I believe that sunlight is the best disinfectant, and when you have transparency, you are going to achieve more success. I also believe that you have to reward good behavior and punish bad behavior. Those two principles — transparency and pay for performance — can radically improve government. Washington is often a bunch of ostriches with their heads in the sand, and when people realize there is a problem, they panic and go off in twenty different directions. If you have aligned incentives, you are going to get a more successful response.
Do you feel like you have experienced retribution from party leadership for being a moderate in Congress? How do you weigh concerns about this?
A real Congressman should vote with their party about 80 percent of the time. I have never seen a political party that was correct more than that. Today’s Congress has turned into a parliament where people are expected to vote with their party 99 percent of the time. My wife and I have been married for 31 years, and we agree about 80 percent of the time. We’re still married. But under today’s parliamentary scenario, there has to be 99 percent agreement. That effectively destroys Congress, because if you know how you are going to vote in advance, and it is whatever your party leader says, then you don’t need to think about the bill. You don’t need to study the issue. You don’t really need to have handle on the substance. It breeds ignorance. It also breeds conflict, and those two things are often found in many European parliaments and are distressingly present in today’s Congress.
How do you think Congress became so dysfunctional? What role did Newt Gingrich’s role as Speaker of the House have in all of this?
It’s a confluence of factors. Newt Gingrich certainly used guerrilla tactics to gain power in Congress, and both parties have copied his techniques: centralized control at the top, turning Congress into a parliament, punishing anyone who disagrees with you, and forcing all the lobbyists who come in your door to be members of your party. It’s also supporting Supreme Court doctrines like Citizens United that use the First Amendment to hide a lot of scurrilous activity, pretending that corporations are people and that money is speech. That allows an essentially unregulated takeover of American politics by the wealthiest interests in the world.
Do you think the situation in Congress has worsened in recent years?
Most of the Republicans I know are terrified of what has happened to their party. Congress may have gotten a little better. I am actually a fan of the new Speaker of the House, Paul Ryan (R-WI). Of the Republicans, he’s the best they could have picked. He is trying to exert a sensible influence on his party. For example, [in early March] he and Mitch McConnell held a press conference to denounce the Klu Klux Klan. I wish the leading Republican presidential candidate would do that. That is a clear-cut good versus evil issue that you should expect your public officials to speak out on, and yet we are seeing a lot of dissembling at the presidential level.
What do you think of the Donald Trump phenomenon and what it means for the future of the GOP?
It is a hostile takeover of the Republican Party by someone who is not even really a conservative. [Donald Trump] is an opportunist.

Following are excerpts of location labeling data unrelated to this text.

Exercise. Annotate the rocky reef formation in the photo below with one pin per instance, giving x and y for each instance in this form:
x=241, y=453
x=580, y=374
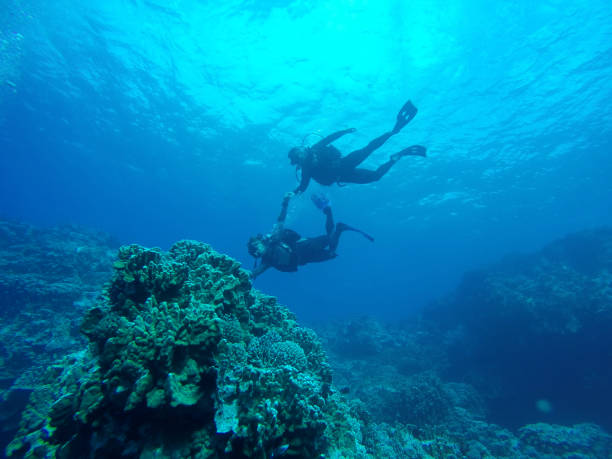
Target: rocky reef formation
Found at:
x=533, y=333
x=185, y=360
x=48, y=277
x=408, y=409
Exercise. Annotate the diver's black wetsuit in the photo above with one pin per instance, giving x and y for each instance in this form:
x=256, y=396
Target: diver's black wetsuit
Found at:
x=325, y=164
x=286, y=249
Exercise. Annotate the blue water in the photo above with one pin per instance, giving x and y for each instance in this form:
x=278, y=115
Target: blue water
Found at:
x=158, y=121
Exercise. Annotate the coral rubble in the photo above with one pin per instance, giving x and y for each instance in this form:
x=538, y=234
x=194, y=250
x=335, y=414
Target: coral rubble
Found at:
x=185, y=360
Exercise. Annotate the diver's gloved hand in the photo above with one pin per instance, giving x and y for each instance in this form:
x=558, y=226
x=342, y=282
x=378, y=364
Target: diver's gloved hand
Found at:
x=287, y=197
x=320, y=200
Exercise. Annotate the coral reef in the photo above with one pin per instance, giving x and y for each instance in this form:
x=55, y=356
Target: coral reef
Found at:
x=185, y=360
x=547, y=315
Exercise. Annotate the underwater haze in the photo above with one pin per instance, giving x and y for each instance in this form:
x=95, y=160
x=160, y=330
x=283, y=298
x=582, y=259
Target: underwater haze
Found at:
x=157, y=121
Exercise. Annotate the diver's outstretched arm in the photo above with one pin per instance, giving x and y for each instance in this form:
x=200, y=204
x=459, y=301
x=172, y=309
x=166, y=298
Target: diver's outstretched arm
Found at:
x=258, y=270
x=284, y=206
x=333, y=137
x=305, y=180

Several candidates have pointed that out, but many of his supporters don’t seem to care. The strength of his personality, the visibility of his brand, and the glamour that’s associated with his comb-over have apparently seduced countless Americans to think that he is a worthy presidential candidate, when by all historical standards he is an embarrassment.

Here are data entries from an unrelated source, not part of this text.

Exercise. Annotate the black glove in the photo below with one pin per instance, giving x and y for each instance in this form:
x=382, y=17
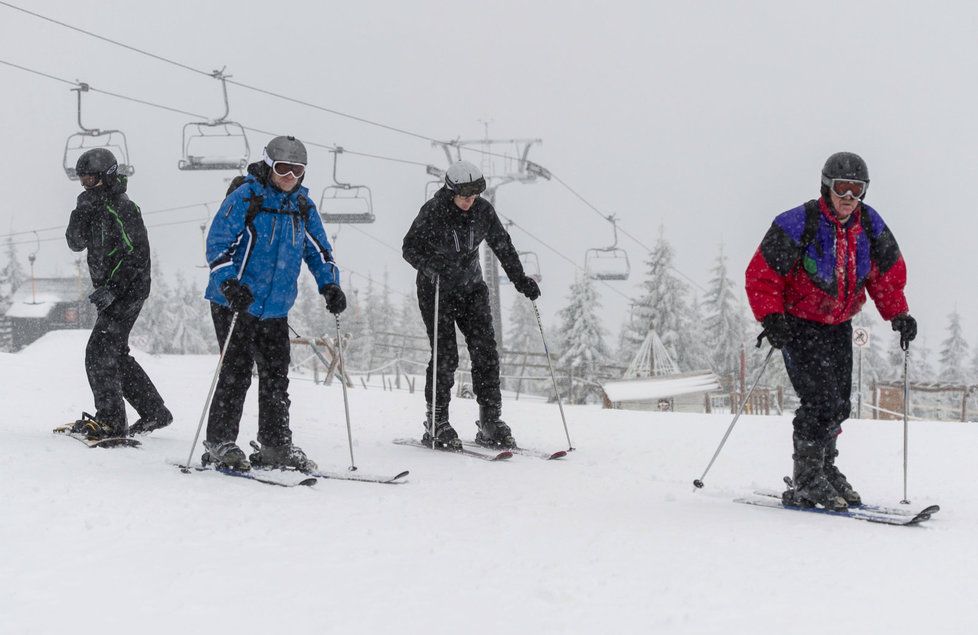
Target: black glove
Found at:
x=907, y=327
x=335, y=298
x=238, y=295
x=777, y=330
x=438, y=265
x=528, y=287
x=102, y=298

It is common knowledge that you and Hillary Clinton have clashed in the past, particularly regarding health care reform in the 1990s. Why have you decided to endorse her for the 2016 election?
I’m an enthusiastic supporter of Hillary. She is an awesome candidate. There is really no comparison between her and any of the other folks running in either party this year. I did prefer Barack Obama back eight years ago, but that doesn’t mean I don’t admire Hillary Clinton. It is true that we have had, on occasion, some policy differences, but as I have pointed out, you shouldn’t expect unanimity from a legislator. I agree with her on at least 80 or 90 percent of her policy issues. The Bill Clinton presidency where she was First Lady was one of the most successful presidencies in modern American history. If we could just get a piece of that now, the country would be in much better shape. It would be a historic achievement to have the first female president.

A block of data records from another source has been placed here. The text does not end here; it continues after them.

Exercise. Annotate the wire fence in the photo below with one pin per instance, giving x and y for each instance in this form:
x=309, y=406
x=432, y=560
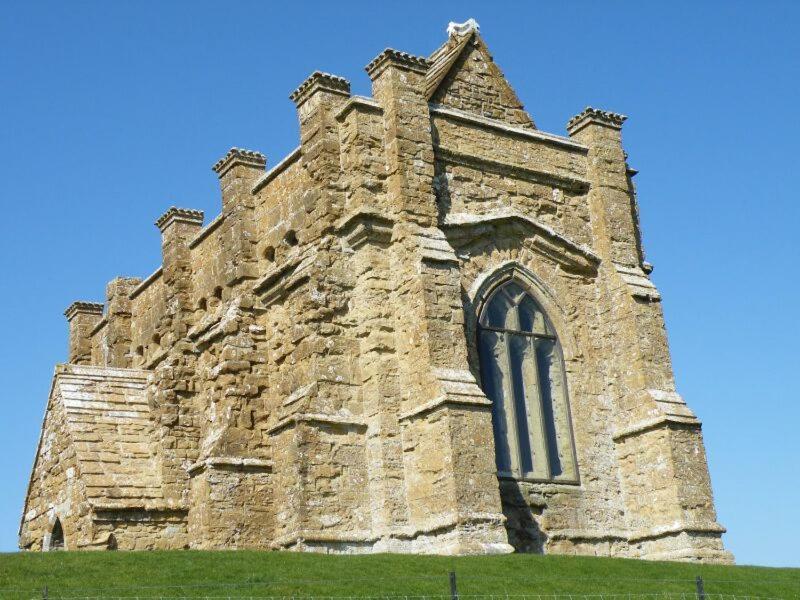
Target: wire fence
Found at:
x=589, y=588
x=466, y=586
x=623, y=596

You have shared your personal cellphone number with all of your constituents and agreed to have it published in a major Tennessee newspaper. Do you know of any other congressmen who have done the same?
There may be one or two others who have done it, but most of my colleagues think I am crazy for doing it. They cannot believe that Tennessee voters are nice enough to not call me in the middle of the night, call me drunk, or just call and yell at me. That is really a tribute to Tennesseans…I am proud of the folks I represent.